At the risk of sounding reductive, Cleopatra was a foreign occupier who cared only about maintaining her hold on power. She (allegedly) had sex with a brother whom she later killed, brought in Roman forces to secure her throne, murdered her sister for opposing the invasion and had her dead body paraded all over Rome. Furthermore, her claim to historical infamy was partially based on seducing two Roman generals, causing one to be murdered and the other to kill himself. What is there to be proud of here?
This fight over Cleopatra may be indicative of something deeper: how modern-day Egyptians process the generational trauma of their colonization.
Modern Egypt is peculiar in that it has endured some 2,400 years of nearly uninterrupted colonization. Not only are those years lumped together with the rest of Egyptian history as part of the post-1952 military coup nationalist narrative proclaiming 7,000 years of civilization, but none of those occupiers seem to trigger the appropriate feelings of hostility they deserve. If anything, modern-day Egyptians seem to have developed a collective Stockholm syndrome-esque sense of affinity toward the foreigners who occupied and ruled us, both as rulers and as nations.
This affinity shows its face in the many Egyptian proponents of both the pan-Islamist and pan-Arabist identity movements, in Egyptian upper and middle-class pride in white ancestry (whether Ottoman or Western European in origin), and even in the outpouring of social media mourning over the death of Queen Elizabeth II, the same monarch whose army four years into her reign waged war on Egypt during the Suez crisis. It may seem baffling that the subjects of brutal colonization may develop such feelings for their colonizers, but after 2,400 years of multiple uninterrupted colonization, what is national identity?
Of course, not all colonizers are viewed with equal reverence. Napoleon, for instance, couldn’t hack it.
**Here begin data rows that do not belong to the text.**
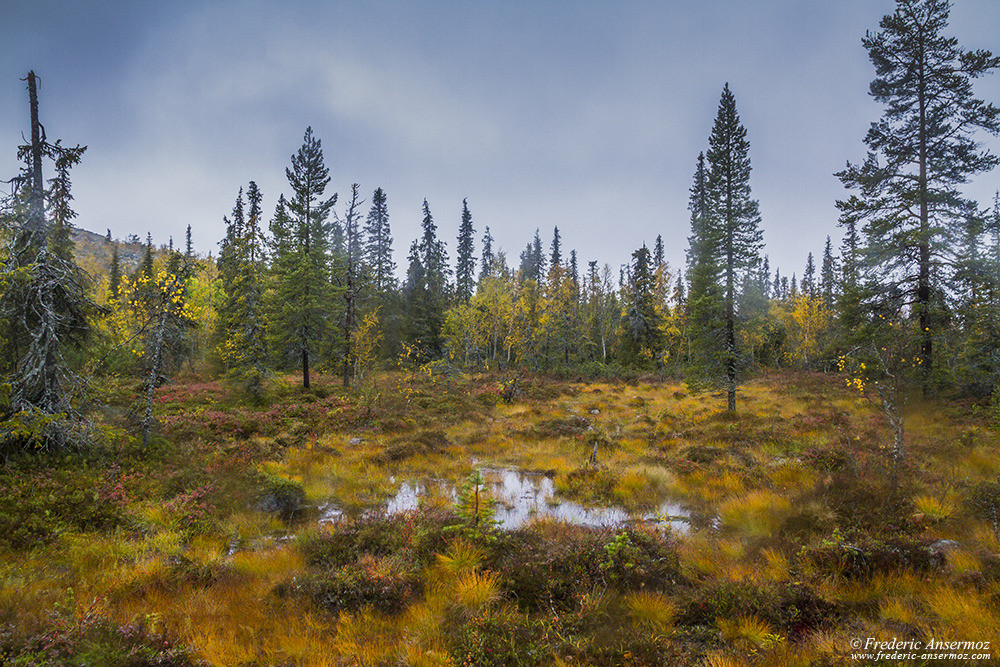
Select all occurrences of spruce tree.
[0,72,96,449]
[403,199,449,358]
[549,227,562,271]
[622,244,663,364]
[221,181,267,400]
[802,252,816,299]
[837,0,1000,392]
[455,199,476,302]
[819,236,837,308]
[271,127,338,389]
[365,188,396,295]
[340,183,365,387]
[479,225,493,280]
[692,84,763,411]
[108,243,122,301]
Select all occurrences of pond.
[320,467,691,532]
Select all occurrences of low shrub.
[555,466,618,503]
[0,614,208,667]
[294,554,423,614]
[485,523,680,611]
[254,472,306,521]
[382,429,451,461]
[676,580,840,637]
[799,537,944,579]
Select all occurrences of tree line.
[0,0,1000,454]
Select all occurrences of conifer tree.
[108,243,122,301]
[802,252,816,299]
[549,227,562,271]
[340,183,364,387]
[479,225,493,280]
[271,127,338,389]
[0,72,96,449]
[455,199,476,302]
[220,181,267,400]
[622,244,663,364]
[519,229,545,285]
[692,84,763,411]
[819,236,837,308]
[403,199,449,358]
[837,0,1000,392]
[364,188,396,295]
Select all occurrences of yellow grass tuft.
[625,591,677,633]
[913,496,955,521]
[454,571,500,612]
[437,540,486,575]
[719,489,792,538]
[715,616,785,650]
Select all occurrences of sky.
[0,0,1000,282]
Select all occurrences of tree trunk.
[726,239,736,412]
[917,35,934,397]
[28,71,46,248]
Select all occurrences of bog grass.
[0,372,1000,665]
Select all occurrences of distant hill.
[73,227,145,278]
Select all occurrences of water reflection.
[320,467,691,532]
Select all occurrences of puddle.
[320,468,692,532]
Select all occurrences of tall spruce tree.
[218,181,267,400]
[819,236,837,308]
[622,244,663,364]
[455,199,476,302]
[837,0,1000,392]
[479,225,493,280]
[692,84,763,411]
[271,127,339,389]
[340,183,365,387]
[403,199,449,358]
[0,72,96,449]
[802,252,816,299]
[365,188,396,295]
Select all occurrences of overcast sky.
[0,0,1000,275]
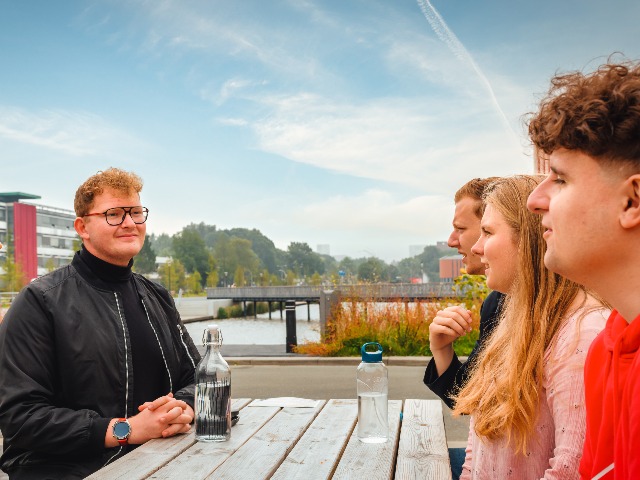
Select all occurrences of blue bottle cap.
[360,342,382,363]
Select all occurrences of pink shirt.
[460,309,609,480]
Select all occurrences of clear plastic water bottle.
[195,325,231,442]
[356,342,389,443]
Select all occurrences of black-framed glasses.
[83,207,149,227]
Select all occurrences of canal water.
[185,304,320,345]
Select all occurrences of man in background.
[424,177,504,408]
[424,177,504,480]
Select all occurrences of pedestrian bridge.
[207,282,464,335]
[202,282,461,302]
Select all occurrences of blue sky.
[0,0,640,261]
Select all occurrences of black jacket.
[424,291,504,408]
[0,255,200,478]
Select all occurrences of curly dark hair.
[528,62,640,169]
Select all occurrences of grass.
[296,292,482,357]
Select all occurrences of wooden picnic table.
[88,398,451,480]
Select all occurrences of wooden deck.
[88,398,451,480]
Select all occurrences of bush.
[295,278,486,356]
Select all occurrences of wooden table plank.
[150,407,280,480]
[87,398,251,480]
[271,399,358,480]
[208,401,326,480]
[395,399,451,480]
[333,400,402,480]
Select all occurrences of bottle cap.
[360,342,382,363]
[202,324,228,345]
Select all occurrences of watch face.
[113,422,131,439]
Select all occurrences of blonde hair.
[454,175,584,454]
[73,167,142,217]
[453,177,499,218]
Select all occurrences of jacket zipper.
[102,292,129,468]
[176,323,196,369]
[140,298,173,392]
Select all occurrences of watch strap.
[113,418,131,446]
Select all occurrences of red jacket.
[580,310,640,480]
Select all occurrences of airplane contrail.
[417,0,517,138]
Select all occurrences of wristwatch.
[113,418,131,445]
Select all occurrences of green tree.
[233,265,247,287]
[133,238,156,273]
[416,244,457,282]
[173,227,209,282]
[287,242,325,277]
[213,234,260,286]
[158,259,186,294]
[207,255,220,287]
[186,270,202,295]
[2,248,27,292]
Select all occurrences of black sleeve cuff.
[87,417,111,452]
[423,353,463,408]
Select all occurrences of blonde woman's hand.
[429,305,473,353]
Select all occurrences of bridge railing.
[207,282,459,301]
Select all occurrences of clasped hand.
[129,393,195,444]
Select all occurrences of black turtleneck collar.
[78,245,133,283]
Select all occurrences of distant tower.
[316,243,331,255]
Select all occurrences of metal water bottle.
[356,342,389,443]
[195,325,231,442]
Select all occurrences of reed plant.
[295,275,487,357]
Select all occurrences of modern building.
[0,192,79,279]
[440,254,464,282]
[409,245,427,257]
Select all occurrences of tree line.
[134,222,455,293]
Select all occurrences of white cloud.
[0,106,142,157]
[248,94,529,193]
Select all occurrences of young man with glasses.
[0,168,199,479]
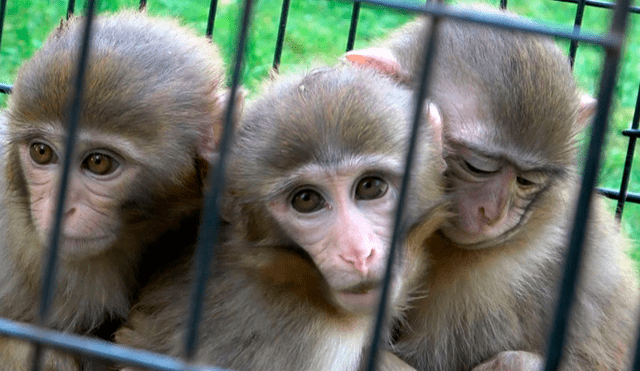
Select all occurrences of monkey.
[0,11,229,371]
[115,66,447,371]
[344,5,638,371]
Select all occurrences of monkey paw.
[471,351,544,371]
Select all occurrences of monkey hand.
[471,350,544,371]
[377,350,416,371]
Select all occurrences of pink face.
[20,129,138,258]
[269,160,400,312]
[443,148,547,249]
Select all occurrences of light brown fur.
[116,68,446,371]
[344,6,638,371]
[0,12,223,371]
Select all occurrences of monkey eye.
[462,160,500,175]
[516,176,535,187]
[356,176,389,200]
[29,143,58,165]
[82,153,119,175]
[291,189,325,214]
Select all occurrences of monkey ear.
[424,103,447,173]
[576,93,598,131]
[342,48,402,80]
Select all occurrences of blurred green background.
[0,0,640,261]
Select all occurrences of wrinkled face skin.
[442,147,549,249]
[268,159,401,313]
[19,129,140,258]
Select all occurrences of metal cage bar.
[545,0,630,371]
[205,0,218,38]
[0,0,7,52]
[365,12,439,371]
[569,0,586,68]
[616,82,640,220]
[184,0,253,360]
[33,0,96,371]
[272,0,291,72]
[347,1,362,51]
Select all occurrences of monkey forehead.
[266,155,404,195]
[10,12,223,148]
[237,68,430,169]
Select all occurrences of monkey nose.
[478,206,502,227]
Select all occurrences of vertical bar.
[273,0,291,72]
[616,83,640,220]
[365,17,439,371]
[545,0,630,371]
[67,0,76,19]
[569,0,587,68]
[206,0,218,38]
[347,1,361,51]
[32,0,96,371]
[0,0,7,51]
[184,0,253,360]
He commands little respect or affinity, having fled the country after just three years of attempting to occupy it. Nonetheless, the French campaign’s cultural colonization of Egyptian intellectuals remains highly influential to this day, with many Egyptians proudly identifying as Francophiles.
The French are not unique in this. The Turkish Ottoman occupation’s end is regretted by Islamists as the time of the last caliphate. Soviet influence over Nasser’s regime in the 1960s? A time of power and unity with a “sister country” that many hope would return. The British are not particularly maligned despite decades of colonization. This phenomenon is not particularly unique to Egypt, and shades of it may be found in other nations that endured colonization in the Global South, the focus of those complicated emotions is usually the last occupying power. Egypt is unique in claiming the legacy of all its colonizers.
This is what makes the rise of anti-American sentiment among the Egyptian population during the Hosni Mubarak years so fascinating. For decades, and to this day, many Egyptians viewed the United States as the ultimate example of imperial power, a view that preceded the Iraq war by decades. This is rather puzzling since the Americans never occupied Egypt. I suspect that if we can figure out this puzzle, we might just begin to understand why Egyptians care so much about a Greek occupier being portrayed as Black.